Il s'agit des jumeaux du dortoir 7. Comme le nôtre, ce dernier comporte encore tous ses occupants, et entre nous une sorte de rivalité silencieuse s'est instaurée : lequel se videra le moins vite ? De tous les dortoirs, seul le numéro 7 m'intéresse. Je considère la table en face de la nôtre et me rends compte que Dinah a raison. Un des deux garçons, aussi identiques que dégingandés et boutonneux, s'essuie furtivement le nez, du dos de la main. Il n'utilise pas de mouchoir, même s'il y a des serviettes en papier sur les tables. Je l'observe. Difficile d'émettre un quelconque pronostic. Les symptômes peuvent être si différents.

- OK, je prends le pari. Deux tours de vaisselle ?

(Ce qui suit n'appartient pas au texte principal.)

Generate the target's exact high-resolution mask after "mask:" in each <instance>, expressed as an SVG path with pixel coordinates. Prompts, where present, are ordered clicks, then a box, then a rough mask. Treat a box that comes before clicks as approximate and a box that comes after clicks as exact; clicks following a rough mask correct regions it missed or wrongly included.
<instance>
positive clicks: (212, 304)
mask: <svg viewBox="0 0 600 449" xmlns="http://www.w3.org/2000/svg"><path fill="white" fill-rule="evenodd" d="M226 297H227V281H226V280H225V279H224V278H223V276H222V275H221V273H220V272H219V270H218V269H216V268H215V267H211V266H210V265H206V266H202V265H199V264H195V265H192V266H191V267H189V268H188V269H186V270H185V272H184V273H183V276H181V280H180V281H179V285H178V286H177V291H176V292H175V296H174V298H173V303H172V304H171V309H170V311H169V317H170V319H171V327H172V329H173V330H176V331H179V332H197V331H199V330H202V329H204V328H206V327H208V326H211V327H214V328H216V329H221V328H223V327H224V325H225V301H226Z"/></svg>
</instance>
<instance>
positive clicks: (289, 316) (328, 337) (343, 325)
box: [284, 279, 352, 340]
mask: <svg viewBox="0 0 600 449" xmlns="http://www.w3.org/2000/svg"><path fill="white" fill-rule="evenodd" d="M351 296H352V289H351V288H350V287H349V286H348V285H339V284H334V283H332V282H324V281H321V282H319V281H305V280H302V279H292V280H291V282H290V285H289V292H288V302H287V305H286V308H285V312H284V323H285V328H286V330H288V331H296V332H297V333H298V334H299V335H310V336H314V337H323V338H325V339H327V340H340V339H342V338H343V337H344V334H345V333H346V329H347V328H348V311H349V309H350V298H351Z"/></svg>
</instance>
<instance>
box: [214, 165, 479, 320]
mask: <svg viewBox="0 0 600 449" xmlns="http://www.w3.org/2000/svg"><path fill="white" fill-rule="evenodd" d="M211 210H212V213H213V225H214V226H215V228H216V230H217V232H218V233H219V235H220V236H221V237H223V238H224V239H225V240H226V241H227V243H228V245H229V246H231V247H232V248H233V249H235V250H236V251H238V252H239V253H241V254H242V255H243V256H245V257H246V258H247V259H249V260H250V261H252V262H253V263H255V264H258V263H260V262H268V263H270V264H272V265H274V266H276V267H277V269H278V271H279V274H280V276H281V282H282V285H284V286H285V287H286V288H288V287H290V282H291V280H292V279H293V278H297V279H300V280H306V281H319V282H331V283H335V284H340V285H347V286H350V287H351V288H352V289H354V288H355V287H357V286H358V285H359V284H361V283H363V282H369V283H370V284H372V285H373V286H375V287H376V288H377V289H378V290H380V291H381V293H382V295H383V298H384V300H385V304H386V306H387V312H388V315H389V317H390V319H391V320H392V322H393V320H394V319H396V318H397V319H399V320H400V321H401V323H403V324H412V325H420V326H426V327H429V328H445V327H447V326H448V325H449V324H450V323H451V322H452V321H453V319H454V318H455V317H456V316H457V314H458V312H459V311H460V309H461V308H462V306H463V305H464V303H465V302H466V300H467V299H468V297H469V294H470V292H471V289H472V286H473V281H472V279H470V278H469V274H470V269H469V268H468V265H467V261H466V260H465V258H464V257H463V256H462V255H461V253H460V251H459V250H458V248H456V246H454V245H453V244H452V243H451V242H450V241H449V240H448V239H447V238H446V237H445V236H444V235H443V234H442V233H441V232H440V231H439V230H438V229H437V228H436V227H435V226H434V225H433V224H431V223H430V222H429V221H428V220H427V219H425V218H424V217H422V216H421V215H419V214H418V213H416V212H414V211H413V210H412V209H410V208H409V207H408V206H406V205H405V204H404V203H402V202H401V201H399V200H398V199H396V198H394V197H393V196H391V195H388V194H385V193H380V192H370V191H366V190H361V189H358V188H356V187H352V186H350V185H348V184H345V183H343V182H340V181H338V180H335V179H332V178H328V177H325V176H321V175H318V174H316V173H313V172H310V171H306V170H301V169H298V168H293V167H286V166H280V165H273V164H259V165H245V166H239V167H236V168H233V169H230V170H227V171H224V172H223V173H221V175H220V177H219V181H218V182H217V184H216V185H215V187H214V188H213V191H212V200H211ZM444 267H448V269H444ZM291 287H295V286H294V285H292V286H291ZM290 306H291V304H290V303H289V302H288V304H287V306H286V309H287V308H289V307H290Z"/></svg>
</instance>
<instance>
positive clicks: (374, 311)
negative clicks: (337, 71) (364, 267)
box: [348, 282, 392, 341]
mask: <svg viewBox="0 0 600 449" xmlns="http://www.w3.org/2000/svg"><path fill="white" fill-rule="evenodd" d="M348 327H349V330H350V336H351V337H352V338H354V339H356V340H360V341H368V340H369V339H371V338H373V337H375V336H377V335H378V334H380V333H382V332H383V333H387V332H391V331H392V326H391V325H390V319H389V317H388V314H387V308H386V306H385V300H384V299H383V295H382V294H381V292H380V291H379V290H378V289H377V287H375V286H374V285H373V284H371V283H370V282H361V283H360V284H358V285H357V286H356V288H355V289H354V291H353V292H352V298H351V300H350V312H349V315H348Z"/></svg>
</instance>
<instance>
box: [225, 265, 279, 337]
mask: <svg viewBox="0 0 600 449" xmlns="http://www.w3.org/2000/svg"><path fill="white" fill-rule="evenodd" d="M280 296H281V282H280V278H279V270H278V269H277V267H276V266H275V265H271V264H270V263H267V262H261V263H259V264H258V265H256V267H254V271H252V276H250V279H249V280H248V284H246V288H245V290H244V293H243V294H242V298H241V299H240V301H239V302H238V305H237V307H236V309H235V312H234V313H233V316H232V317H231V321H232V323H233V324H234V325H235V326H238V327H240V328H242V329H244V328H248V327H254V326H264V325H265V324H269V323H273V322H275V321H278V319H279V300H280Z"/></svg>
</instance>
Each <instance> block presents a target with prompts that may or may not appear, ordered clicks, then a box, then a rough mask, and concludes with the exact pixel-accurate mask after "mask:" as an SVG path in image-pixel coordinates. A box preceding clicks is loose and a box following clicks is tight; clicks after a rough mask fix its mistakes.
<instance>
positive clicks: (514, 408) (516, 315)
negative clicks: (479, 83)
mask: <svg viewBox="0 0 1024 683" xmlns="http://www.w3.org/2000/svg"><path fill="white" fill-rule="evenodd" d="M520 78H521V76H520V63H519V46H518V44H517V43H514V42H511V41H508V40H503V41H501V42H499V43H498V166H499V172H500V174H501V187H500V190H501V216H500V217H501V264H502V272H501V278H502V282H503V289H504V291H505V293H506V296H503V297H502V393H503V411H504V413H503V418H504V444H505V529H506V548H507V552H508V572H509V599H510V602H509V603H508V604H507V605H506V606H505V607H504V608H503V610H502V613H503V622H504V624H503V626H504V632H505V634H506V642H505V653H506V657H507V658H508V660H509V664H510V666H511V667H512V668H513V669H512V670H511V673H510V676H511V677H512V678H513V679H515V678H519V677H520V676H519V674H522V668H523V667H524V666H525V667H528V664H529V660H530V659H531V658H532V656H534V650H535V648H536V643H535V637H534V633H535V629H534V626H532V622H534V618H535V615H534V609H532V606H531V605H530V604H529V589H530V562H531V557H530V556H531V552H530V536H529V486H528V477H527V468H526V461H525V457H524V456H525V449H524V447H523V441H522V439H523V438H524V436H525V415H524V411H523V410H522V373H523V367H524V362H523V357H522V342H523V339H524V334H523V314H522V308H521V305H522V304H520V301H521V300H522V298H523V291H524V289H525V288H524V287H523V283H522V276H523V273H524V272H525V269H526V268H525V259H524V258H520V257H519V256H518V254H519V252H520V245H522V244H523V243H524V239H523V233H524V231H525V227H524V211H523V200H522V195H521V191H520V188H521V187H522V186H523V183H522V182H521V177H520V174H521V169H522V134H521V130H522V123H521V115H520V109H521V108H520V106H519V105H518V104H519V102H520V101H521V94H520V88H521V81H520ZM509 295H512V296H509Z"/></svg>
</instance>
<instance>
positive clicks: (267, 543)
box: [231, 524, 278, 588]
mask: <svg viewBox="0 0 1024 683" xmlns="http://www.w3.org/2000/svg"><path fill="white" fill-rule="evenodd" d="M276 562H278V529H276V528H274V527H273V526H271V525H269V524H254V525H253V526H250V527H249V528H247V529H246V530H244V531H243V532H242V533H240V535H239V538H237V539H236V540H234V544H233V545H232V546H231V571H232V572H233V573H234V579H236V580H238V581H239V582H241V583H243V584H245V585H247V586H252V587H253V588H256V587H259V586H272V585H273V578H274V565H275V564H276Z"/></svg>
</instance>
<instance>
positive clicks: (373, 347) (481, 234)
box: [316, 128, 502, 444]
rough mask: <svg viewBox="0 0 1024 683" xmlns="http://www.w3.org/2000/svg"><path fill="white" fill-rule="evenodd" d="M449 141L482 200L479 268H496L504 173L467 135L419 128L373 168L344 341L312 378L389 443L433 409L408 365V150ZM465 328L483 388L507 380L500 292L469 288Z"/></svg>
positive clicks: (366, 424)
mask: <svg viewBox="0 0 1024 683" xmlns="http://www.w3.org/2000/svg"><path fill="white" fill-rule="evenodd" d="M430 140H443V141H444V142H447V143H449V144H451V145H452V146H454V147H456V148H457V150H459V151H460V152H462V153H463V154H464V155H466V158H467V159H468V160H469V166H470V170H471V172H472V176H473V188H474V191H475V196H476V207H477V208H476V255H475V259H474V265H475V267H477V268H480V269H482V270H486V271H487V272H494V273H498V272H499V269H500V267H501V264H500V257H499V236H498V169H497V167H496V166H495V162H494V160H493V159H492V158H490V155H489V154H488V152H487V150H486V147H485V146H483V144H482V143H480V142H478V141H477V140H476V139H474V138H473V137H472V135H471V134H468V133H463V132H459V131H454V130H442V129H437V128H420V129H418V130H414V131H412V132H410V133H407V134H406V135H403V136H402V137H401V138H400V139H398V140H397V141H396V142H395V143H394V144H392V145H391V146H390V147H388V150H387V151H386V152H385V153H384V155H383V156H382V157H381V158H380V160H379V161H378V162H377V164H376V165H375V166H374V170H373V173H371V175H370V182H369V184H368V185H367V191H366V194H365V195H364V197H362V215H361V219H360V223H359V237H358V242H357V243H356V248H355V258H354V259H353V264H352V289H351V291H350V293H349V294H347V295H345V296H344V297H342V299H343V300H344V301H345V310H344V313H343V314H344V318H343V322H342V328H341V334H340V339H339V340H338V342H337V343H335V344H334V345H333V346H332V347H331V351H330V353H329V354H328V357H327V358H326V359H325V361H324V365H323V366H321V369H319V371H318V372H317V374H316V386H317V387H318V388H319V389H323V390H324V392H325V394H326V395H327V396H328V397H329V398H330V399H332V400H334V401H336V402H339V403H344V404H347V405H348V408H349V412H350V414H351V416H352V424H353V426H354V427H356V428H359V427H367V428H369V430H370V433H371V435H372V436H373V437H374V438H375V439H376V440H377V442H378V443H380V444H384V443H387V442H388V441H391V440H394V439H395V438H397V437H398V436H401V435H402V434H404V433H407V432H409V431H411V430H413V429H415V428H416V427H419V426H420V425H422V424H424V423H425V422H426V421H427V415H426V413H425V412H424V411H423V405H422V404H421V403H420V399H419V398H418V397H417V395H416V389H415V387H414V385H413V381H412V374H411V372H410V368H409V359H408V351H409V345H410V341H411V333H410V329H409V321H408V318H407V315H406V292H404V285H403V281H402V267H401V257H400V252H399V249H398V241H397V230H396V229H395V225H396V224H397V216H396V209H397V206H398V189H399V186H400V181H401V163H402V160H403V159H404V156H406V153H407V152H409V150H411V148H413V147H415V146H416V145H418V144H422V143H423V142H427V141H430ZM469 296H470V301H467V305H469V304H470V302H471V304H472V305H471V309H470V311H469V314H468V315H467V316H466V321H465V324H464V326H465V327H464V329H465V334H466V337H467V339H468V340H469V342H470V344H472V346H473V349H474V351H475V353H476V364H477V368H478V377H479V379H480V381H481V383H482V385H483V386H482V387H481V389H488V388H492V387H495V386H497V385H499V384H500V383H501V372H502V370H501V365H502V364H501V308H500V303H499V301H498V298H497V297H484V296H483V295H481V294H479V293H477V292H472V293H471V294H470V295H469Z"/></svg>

- Deal, acquiesce Dinah en souriant. Et je dirais même plus : quitte ou double. Si celui-ci s'en va, l'autre sera le suivant.

- Pourquoi ? demande Léa.

Elle s'assied à la table en posant devant elle un deuxième bol de céréales. Elle a beau être minuscule, je n'ai jamais vu quelqu'un manger autant qu'elle.

- Parce qu'ils se connaissent ? enchaîne-t-elle.

- Non, pour des raisons scientifiques. Ils sont pareils. Si l'un est atteint, logique que l'autre le soit juste après. C'est génétique, après tout.

- Oh, c'est vrai ! approuve Léa.

- Au fait..., ajoute Dinah.

Et sans plus de détour, elle se lève, du jaune d'œuf encore collé au menton ; avant que je n'aie le temps de réagir, elle se retrouve à la table du dortoir 7, en train de sourire à Ty.